Salisbury Cathedral
1850
From the collection of Victoria and Albert Museum
1850
From the collection of Victoria and Albert Museum
Dominant colour
Salisbury Cathedral is a 1850 by John Constable, held at Victoria and Albert Museum.
This print shows Salisbury Cathedral in the mid-1800s. John Constable made it using mezzotint, a print method with rich darks. The Victoria and Albert Museum holds it in their collection. It comes from Constable’s big project called “Various Subjects of English Landscape.” He picked sketches and paintings and turned them into prints with David Lucas. Try the museum’s mezzotint collection next.
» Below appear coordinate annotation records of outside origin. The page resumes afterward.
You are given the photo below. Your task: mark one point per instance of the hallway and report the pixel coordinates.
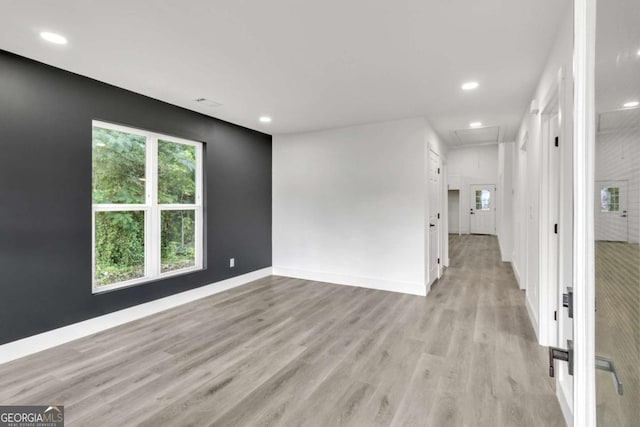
(284, 351)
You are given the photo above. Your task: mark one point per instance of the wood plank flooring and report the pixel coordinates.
(290, 352)
(618, 331)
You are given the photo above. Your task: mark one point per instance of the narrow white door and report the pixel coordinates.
(611, 211)
(482, 210)
(434, 221)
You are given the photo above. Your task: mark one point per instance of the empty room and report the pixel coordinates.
(360, 213)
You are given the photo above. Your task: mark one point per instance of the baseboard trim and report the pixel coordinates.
(506, 257)
(36, 343)
(516, 273)
(412, 288)
(564, 405)
(532, 317)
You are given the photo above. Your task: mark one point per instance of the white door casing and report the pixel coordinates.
(482, 209)
(433, 220)
(584, 126)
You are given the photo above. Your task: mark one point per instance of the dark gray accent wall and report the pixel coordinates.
(45, 195)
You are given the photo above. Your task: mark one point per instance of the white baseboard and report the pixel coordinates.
(413, 288)
(505, 256)
(564, 405)
(33, 344)
(516, 273)
(532, 318)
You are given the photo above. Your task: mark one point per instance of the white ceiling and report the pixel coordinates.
(617, 55)
(308, 64)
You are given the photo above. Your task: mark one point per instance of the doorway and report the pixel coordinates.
(482, 209)
(434, 217)
(454, 212)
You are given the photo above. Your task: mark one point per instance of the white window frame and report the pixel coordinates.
(152, 210)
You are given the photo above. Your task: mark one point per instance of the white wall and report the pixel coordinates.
(526, 204)
(618, 158)
(471, 165)
(504, 220)
(349, 205)
(454, 211)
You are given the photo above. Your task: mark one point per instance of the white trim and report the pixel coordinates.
(584, 401)
(413, 288)
(548, 215)
(516, 273)
(532, 317)
(564, 405)
(36, 343)
(153, 211)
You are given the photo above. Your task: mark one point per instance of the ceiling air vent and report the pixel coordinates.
(619, 119)
(483, 135)
(208, 103)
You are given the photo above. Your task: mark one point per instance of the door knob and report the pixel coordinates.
(607, 365)
(561, 354)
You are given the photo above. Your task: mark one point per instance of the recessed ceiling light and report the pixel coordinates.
(53, 37)
(470, 85)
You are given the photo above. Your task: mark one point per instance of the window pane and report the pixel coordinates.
(610, 199)
(483, 200)
(118, 167)
(177, 240)
(119, 246)
(176, 173)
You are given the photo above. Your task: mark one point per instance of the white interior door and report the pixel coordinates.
(611, 215)
(482, 209)
(434, 221)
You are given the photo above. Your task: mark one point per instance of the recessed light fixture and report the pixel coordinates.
(470, 85)
(53, 37)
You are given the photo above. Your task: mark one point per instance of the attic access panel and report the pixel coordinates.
(478, 136)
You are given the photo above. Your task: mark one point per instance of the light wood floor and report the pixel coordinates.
(618, 331)
(283, 351)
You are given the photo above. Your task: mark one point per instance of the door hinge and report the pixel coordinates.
(561, 354)
(567, 301)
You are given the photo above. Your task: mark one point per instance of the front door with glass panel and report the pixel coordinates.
(482, 212)
(611, 216)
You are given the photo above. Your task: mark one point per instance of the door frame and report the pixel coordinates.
(494, 204)
(584, 126)
(549, 285)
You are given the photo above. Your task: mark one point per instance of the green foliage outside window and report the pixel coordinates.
(119, 177)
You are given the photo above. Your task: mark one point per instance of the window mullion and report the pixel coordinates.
(153, 255)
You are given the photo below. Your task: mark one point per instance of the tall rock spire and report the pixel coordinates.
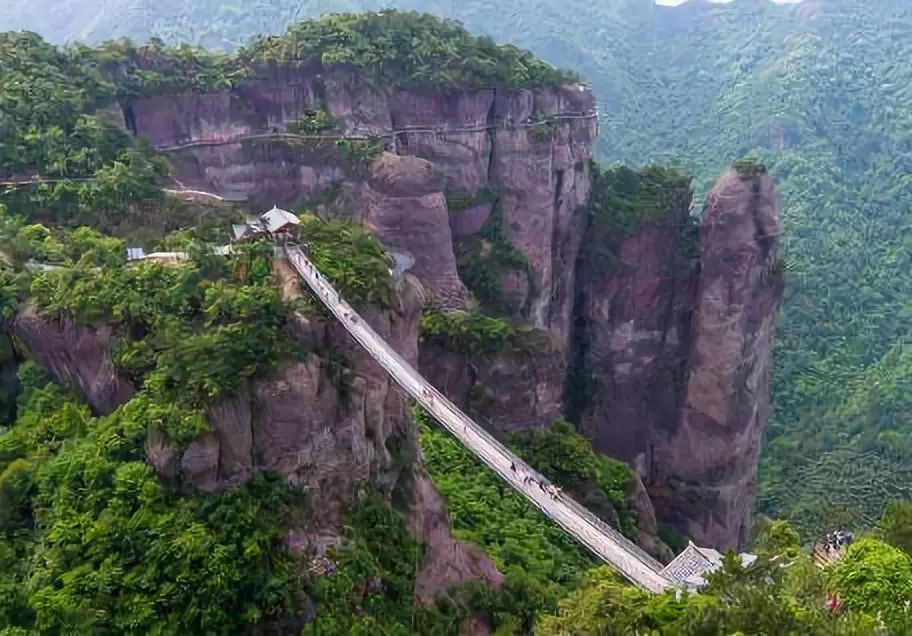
(703, 471)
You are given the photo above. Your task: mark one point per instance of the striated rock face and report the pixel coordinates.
(333, 425)
(225, 142)
(512, 390)
(678, 356)
(707, 464)
(636, 337)
(401, 202)
(544, 182)
(77, 355)
(447, 561)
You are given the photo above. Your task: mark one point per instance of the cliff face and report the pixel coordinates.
(226, 143)
(331, 425)
(487, 187)
(519, 388)
(678, 356)
(705, 467)
(76, 355)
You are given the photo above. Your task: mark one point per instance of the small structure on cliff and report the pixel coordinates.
(139, 254)
(276, 224)
(689, 567)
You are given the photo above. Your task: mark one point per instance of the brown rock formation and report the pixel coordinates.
(401, 202)
(77, 355)
(476, 138)
(679, 357)
(705, 467)
(637, 320)
(519, 388)
(330, 433)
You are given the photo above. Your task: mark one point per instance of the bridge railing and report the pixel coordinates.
(579, 522)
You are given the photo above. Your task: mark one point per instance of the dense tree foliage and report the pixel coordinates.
(541, 562)
(352, 260)
(815, 90)
(50, 126)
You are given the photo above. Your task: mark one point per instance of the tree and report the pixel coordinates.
(777, 538)
(875, 578)
(895, 526)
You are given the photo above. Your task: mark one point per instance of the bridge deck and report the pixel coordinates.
(603, 540)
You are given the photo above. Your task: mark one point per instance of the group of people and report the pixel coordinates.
(836, 540)
(553, 491)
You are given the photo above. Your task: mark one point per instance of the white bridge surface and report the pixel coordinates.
(604, 541)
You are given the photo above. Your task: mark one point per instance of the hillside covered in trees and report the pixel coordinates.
(816, 90)
(96, 541)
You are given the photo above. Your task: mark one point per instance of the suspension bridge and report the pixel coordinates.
(600, 538)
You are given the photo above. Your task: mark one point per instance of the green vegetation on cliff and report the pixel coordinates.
(408, 48)
(540, 561)
(50, 126)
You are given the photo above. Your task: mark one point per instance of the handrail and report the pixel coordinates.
(605, 542)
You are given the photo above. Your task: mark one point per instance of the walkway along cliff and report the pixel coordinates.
(596, 535)
(492, 208)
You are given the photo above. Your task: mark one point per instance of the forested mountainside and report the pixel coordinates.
(815, 90)
(191, 444)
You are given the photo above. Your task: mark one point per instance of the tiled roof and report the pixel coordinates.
(689, 563)
(276, 219)
(690, 566)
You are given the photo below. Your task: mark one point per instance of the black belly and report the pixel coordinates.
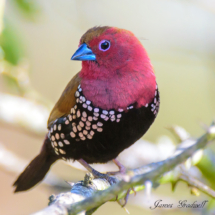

This mezzotint by John Constable, published in the series *Various Subjects of English Landscape*, depicts Salisbury Cathedral and is based on a preliminary oil sketch from 1829–30. Created under Constable’s supervision by mezzotinter David Lucas, the print translates the painter’s original work into a graphic medium, emphasizing chiaroscuro and the interplay of light and shadow. The series, issued in parts between 1830 and 1832, sought to promote English landscape and Constable’s artistic principles, though it proved commercially unsuccessful. Lucas’s technique captures the textural…
Read the full account in the museum source.
John Constable (; 11 June 1776 – 31 March 1837) was an English landscape painter in the Romantic tradition.